Koi Tū welcomes new environmental research review

The Parliamentary Commissioner for the Environment, Simon Upton, is to be congratulated on a thoughtful, reflective report that covers the long-term challenges facing environmental research in Aotearoa New Zealand.

The report, A review of the funding and prioritisation of environmental research in New Zealand, warrants serious consideration by Government and policymakers, says Distinguished Professor Sir Peter Gluckman, Director of Koi Tū: The Centre for Informed Futures at the University of Auckland.

Sir Peter, the former Chief Science Advisor to the Prime Minister and President-elect of the International Science Council says: “High quality, long-term research that supports the environment is key to New Zealand’s future. The comprehensive nature of this report by the Parliamentary Commissioner offers an opportunity for ongoing in-depth analysis and discussion about how to optimally use funds for environmental research and therefore the public good.”

He says the report complements Koi Tū reports produced this year – The Environment is Now and The Future of Food and the Primary Sector – a journey to sustainability – which argue the environment must be central to all future decision making.

Environmental research funding is administered by a number of sources. The report says there is a need for a widely accepted national environmental research strategy central to an effective funding allocation system.

Sir Peter says the long-term nature of environmental research is not suited to the current competitive funding models, which tend to focus on relatively short-term excellent and high impact research.

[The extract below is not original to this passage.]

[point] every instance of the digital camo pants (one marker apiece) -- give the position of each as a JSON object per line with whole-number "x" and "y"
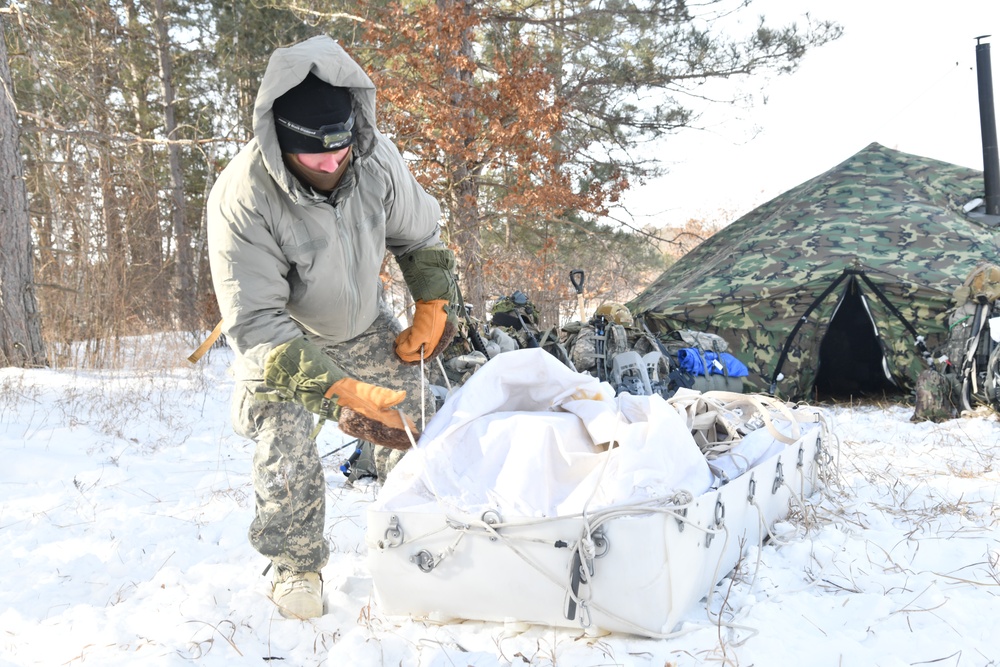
{"x": 288, "y": 478}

One report recommendation is to implement and fund an environment research strategy through an expert-led Environmental Research Council. The complexity and often long-term nature of environmental research has strong parallels with medical research which, for many years, has been well supported by the Health Research Council.

The review also emphasises the importance of databases and collections which rapidly lose value if funding is discontinued or interrupted.

“It is through meticulous and continuous work that real and perennially applicable discoveries are made.  For environmental research, this work can overturn long held assumptions and very often spawn new ideas and directions,” says Sir Peter.

He says the Parliamentary Commissioner’s report identifies many arguments for a fundamental rethink of our science system, both within the University and Crown Research Institute system and in its relationship to public good and economic outcomes.

The recent Koi Tū report The Future is Now: Exploring the post-pandemic direction for Aotearoa calls for a collective of stakeholders – Government, scientists and end users – to work together to develop a fit for purpose science system for Aotearoa-New Zealand.